Obama to Address Muslim World From Egypt
President Obama will make his promised speech to the Muslim world from Egypt, a White House official said on Friday, according to The Washington Post.
Obama pledged during the campaign to address the Muslim world from a Muslim capital within the first few months of taking office. Picking a site proved challenging for a range of reasons -- from diplomacy to security -- and the decision took longer than expected, with Obama commissioning options from a research team.
Having settled on Egypt, the White House will announce soon that he is adding a stop there to an upcoming overseas trip, presumably his early June visit to Normandy for the anniversary of D-Day.
Choosing Cairo will inevitably bring comparisons with a major speech that then-Secretary of State Condoleezza Rice gave there in 2005, urging democracy and reform in the Middle East.

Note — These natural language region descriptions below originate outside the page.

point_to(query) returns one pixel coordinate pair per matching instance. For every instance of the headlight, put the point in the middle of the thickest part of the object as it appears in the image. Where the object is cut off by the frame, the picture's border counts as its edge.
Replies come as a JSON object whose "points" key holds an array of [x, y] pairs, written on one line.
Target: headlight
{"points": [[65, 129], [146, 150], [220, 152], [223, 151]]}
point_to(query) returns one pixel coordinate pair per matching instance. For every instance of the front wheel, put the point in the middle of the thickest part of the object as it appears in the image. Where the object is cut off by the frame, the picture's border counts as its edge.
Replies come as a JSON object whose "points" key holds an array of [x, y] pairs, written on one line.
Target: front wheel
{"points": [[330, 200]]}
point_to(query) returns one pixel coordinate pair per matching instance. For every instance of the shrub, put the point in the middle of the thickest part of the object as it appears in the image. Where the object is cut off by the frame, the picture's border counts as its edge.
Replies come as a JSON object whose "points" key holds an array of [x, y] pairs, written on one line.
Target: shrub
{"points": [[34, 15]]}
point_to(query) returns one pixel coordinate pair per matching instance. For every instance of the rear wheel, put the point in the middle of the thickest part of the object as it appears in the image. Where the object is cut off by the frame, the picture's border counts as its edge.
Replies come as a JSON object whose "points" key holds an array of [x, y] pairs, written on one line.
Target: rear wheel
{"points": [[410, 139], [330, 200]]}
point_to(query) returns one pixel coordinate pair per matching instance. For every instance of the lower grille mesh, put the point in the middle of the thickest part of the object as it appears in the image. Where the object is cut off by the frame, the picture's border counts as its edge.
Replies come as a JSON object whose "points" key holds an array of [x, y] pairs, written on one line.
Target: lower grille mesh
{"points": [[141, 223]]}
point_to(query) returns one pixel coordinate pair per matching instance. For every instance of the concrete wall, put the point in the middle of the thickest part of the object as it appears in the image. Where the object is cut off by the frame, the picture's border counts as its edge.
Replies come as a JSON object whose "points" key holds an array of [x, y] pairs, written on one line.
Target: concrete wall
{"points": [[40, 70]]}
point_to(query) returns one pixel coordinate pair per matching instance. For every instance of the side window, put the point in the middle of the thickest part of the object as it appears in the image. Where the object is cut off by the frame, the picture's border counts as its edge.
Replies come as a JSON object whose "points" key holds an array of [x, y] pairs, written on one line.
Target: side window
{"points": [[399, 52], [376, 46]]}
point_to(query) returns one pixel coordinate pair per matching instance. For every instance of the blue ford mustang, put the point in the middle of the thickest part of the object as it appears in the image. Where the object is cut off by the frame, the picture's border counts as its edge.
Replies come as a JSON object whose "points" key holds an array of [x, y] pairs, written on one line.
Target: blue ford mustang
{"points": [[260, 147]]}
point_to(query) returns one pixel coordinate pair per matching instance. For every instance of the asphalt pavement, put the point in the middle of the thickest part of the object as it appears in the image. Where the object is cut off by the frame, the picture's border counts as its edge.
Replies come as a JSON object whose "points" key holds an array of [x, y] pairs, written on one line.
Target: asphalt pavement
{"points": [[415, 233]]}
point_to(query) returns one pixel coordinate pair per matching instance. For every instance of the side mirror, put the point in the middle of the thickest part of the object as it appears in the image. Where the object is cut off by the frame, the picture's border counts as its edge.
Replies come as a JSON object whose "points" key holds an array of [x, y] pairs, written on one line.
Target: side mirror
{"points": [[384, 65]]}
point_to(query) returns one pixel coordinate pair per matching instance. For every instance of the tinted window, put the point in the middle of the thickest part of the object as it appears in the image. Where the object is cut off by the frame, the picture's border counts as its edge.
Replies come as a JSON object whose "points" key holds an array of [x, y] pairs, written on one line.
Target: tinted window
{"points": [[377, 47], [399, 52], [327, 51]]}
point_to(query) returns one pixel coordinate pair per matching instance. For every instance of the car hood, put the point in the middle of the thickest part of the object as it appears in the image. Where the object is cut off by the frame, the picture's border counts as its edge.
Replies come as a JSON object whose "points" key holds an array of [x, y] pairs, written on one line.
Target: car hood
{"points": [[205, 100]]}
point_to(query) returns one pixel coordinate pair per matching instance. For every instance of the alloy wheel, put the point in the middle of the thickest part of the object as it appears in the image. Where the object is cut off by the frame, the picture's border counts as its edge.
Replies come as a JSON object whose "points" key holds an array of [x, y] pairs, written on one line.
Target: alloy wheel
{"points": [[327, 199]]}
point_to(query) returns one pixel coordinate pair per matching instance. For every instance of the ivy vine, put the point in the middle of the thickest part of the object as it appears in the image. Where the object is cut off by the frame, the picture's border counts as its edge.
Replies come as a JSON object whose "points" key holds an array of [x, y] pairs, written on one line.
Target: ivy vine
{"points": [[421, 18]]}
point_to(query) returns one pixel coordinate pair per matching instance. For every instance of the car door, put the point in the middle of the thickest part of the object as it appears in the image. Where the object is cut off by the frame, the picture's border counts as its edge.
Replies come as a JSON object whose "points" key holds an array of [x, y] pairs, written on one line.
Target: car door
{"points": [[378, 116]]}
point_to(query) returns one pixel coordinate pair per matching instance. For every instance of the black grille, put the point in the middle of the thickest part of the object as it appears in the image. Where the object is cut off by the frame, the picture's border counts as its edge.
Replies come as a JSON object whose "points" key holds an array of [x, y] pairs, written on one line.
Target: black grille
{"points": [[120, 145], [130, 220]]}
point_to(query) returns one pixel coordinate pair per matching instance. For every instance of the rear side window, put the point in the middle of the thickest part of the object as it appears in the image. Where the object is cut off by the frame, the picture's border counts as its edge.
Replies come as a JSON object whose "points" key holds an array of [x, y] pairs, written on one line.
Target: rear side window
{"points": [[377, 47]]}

In that speech, Rice specifically urged the Egyptian government to "put its faith in its own people," calling on Egyptian President Hosni Mubarak to end violent attacks on pro-democracy demonstrators, stop "arbitrary justice" and lift emergency decrees allowing the police to break up gatherings of more than five people. She also made similar demands on Saudi Arabia, another close U.S. ally. However, Rice tempered her comments by saying the United States had "every reason for humility" because of its history of slavery and racism.
Mubarak, who will meet with Obama at the White House later this month, was so angered by the democracy push that he did not make his annual spring visit to Washington for all of Bush's second term. The Obama administration, in its budget released this week, has already loosened restrictions imposed by Bush to ensure some U.S. aid went to democracy groups not approved by the Egyptian authorities.